Preparing a griddle, or a large skillet to medium-low to moderate heat. It’s crucial that the pancakes simmer slowly and at a low temperature because they’re grain-free. Cover the pan or griddle using avocado oil spray coconut oil spray or Ghee.
Drop a few 1/4-cup rounds onto the grid. Sprinkle a few blueberries evenly over each pancake.
The edges will begin become golden brown, and bubbles appear over the top, around 3 to 5 minutes. GENTLY turn the dish over and cook for another 4 to 5 minutes or until the center is golden brown and is cooked.
Serve with fresh strawberries, maple syrup and melted vegan butter, ghee or ghee. coconut cream whipped as you like.
Notes on the Recipe
How to save:
The pancakes can be stored in a bag that can be resealable or an airtight container stored in the refrigerator for up to 3-5 days.
The top layer of bananas in an airtight jar in refrigerator for up to 3 to 5 days. We do not recommend freezing the topping because it could get soft.
How to stop freezing:
Cooked pancakes are placed on the baking sheet on a sheet, and put on the baking sheet in the freezer to set for at minimum 30 minutes.
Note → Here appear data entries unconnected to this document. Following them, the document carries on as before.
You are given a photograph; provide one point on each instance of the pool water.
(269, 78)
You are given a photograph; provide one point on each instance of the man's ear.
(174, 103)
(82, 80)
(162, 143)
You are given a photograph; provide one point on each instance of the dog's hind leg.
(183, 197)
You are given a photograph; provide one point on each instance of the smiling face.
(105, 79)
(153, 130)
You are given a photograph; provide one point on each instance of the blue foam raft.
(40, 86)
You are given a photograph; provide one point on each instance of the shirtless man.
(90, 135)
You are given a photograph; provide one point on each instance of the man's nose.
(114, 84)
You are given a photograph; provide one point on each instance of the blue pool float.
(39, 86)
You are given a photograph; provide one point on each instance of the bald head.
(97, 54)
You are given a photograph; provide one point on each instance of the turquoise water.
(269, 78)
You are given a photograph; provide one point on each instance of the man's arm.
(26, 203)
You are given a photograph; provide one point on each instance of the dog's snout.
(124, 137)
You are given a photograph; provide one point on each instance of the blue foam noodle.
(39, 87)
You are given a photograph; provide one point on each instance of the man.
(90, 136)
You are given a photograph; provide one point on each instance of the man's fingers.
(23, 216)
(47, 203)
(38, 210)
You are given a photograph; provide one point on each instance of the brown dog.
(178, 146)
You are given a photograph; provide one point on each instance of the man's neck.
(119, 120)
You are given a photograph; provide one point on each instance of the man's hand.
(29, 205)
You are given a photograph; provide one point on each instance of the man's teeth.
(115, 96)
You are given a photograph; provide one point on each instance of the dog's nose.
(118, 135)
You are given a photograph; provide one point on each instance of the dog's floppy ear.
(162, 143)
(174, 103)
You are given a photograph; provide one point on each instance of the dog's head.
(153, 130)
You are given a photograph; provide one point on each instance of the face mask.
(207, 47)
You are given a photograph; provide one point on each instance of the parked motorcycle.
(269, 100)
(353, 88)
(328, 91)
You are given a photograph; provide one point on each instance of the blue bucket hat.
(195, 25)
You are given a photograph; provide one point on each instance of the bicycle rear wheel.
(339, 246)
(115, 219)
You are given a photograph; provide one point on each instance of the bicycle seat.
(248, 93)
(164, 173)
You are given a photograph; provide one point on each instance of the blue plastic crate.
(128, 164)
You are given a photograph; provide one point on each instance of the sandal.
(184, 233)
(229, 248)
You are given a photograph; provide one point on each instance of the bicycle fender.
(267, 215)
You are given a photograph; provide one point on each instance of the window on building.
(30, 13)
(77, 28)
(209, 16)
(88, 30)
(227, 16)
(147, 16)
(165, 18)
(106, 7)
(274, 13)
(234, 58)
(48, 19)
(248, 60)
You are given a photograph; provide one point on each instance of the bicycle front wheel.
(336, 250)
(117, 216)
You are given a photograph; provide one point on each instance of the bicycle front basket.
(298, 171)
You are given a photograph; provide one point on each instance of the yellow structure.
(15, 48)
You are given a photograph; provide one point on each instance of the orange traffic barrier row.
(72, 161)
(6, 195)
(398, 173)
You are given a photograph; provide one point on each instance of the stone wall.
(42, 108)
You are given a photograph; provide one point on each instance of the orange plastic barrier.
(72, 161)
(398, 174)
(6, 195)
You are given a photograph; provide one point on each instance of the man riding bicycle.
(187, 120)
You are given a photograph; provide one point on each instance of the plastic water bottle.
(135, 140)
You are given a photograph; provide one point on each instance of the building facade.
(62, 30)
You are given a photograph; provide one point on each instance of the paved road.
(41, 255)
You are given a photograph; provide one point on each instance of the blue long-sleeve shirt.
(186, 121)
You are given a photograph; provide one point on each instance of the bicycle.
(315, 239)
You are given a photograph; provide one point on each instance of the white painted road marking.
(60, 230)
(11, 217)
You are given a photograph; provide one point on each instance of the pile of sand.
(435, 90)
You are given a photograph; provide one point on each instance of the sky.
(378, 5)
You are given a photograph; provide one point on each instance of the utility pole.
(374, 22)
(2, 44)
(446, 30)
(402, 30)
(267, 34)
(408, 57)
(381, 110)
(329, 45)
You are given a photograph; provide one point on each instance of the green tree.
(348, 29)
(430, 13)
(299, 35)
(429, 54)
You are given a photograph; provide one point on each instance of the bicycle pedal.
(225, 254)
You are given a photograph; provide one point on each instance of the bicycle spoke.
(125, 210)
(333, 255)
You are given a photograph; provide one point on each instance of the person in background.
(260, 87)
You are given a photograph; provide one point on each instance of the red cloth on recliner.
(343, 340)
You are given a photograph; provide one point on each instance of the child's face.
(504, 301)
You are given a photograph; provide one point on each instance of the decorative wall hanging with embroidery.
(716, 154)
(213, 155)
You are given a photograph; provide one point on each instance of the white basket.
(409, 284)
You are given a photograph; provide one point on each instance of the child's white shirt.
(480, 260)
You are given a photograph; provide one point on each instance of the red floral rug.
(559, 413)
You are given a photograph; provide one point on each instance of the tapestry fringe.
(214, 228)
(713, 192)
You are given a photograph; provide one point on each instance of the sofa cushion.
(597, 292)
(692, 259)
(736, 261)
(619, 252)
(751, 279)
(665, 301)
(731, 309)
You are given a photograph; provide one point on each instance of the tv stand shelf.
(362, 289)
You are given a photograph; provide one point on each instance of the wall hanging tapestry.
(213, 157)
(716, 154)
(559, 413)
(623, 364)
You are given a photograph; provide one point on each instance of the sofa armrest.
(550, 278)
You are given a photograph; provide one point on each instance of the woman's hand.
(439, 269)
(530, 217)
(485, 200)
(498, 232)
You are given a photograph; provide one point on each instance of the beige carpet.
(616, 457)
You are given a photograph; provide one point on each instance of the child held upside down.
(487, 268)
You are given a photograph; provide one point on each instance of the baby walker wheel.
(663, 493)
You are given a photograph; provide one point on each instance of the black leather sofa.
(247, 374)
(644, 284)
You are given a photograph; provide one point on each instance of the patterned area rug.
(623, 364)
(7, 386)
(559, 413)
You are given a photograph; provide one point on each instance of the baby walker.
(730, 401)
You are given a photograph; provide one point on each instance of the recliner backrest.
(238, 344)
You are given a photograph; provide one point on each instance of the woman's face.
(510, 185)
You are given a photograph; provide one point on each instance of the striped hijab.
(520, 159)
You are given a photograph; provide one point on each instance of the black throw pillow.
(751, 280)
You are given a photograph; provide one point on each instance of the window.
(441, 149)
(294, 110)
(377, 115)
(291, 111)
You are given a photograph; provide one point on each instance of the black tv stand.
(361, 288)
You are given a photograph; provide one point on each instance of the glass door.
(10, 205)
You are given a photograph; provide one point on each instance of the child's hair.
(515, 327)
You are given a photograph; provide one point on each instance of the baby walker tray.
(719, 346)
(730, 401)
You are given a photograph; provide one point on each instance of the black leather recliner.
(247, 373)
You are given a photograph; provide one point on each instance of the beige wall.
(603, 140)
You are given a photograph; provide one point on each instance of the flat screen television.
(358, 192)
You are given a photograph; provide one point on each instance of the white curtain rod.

When the pancakes are set and firm, place them in the zip-top bag that can be resealed or a container that is airtight lasting up to three months.
How to reheat HTML0?
For reheating these pancakes you don’t need to defrost the pancakes! Remove them from the freezer and place them in the oven toaster oven, or air fryer. Then, warm them on a low temperature to prevent burning or overcooking the pancakes. The ideal way to warm pancakes is at 325F for about 10 minutes.
If you’d rather use microwaves, put them on a platter at medium power and cook for 10-20 seconds, ensuring you check often for them.
Quantity Per Serving (1 pancake (1/4 cup batter))
Calories 154 Calories from Fat 63
Percent Daily Value*
* Nutritional information is offered as a service using WPRM’s recipe calculator. WPRM Recipe Calculator. It is recommended to conduct the calculations yourself to assure precision. We disclaim all and all responsibility for any reason with regard an act, omission made wholly or in part based upon the content of this site. These values are calculated on a 2000-calorie diet.